Cluster Operations

Advanced Cluster Creation

Resource Pool Configuration

A resource pool in an MLDE Cluster is a set of agents that all run equivalent hardware. Some workloads require larger GPUs to hold a larger model in memory, or to simply train it faster. Distributed training is faster when there are more GPUs per agent, requiring less network traffic between agents. However having larger GPUs and more of them on a machine comes with increased cost. These trade-offs impact the kinds of agents you want to run, and you might want to configure several options on your cluster so your team can choose the appropriate trade-off for their particular workload.

With a resource pool, agents will scale up and down as needed with job submission. You can configure your resource pool with a maximum to help control costs. Scaling up can take a few minutes, depending on hardware availability, and nodes will scale down automatically when they have been idle for 10 minutes.

Cluster Actions

Except as noted below, other operations should not cause down time of the service for your team or interrupt running workloads. However, there is an inherent risk in applying any changes to your cluster, so consider scheduling these events at time when the impact of any interruption to your team will be minimal.

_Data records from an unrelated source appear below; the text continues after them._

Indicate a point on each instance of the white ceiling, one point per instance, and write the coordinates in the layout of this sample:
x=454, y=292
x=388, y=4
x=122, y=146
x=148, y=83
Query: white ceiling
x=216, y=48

All these actions (and other options) are available from the ⋮ menu next to that cluster on the home page.

Cluster Menu

Pausing and Resuming

Pausing a cluster causes all compute resources to scale down completely. This is intended to reduce expenses to a minimum when your team is expected to not be using the cluster for an extended time. When paused, the cluster cannot be interacted with so experiments cannot be viewed, jobs cannot be submitted, etc. Any experiments, Jupyter notebooks, or other running commands will be interrupted. Experiment progress since the last checkpoint, and any other state that has not been saved to persistent storage, will be lost.

A cluster can be resumed in 1-2 minutes. Experiments that were running at the time the cluster was paused will be resumed, and the service can be used again.

Version Upgrades

Consult the Release Notes for a summary of changes before moving to a new release. After selecting Upgrade from the cluster menu, simply select the version you are ready to move to.

Reprovisioning Master

The size of the master node may need to be adjusted if you run many experiments at a large scale. To do this, simply select the appropriate instance type after selecting Reprovision Master from the cluster menu.

This operation is expected to take a couple of minutes, during which the service will be unavailable. This may cause longer delays for running workloads.

Updating Resource Pools

If you wish to switch the kinds of GPUs you use, you can change the instance type of an existing resource pool. You can also add and remove resource pools as your needs evolve. To access this menu, select Update Resource Pools from the cluster menu.

If you change or remove the configuration for a particular resource pool, that may cause problems for workloads currently running in that resource pool. It is recommended to finish or pause all work in a resource pool before modifying it.

Deleting

Deleting a cluster will permanently delete all of the resources associated with the cluster, including all checkpoints, experiment history, etc. Deleted clusters will continue to be listed for another 10 minutes to confirm that the action was completed successfully.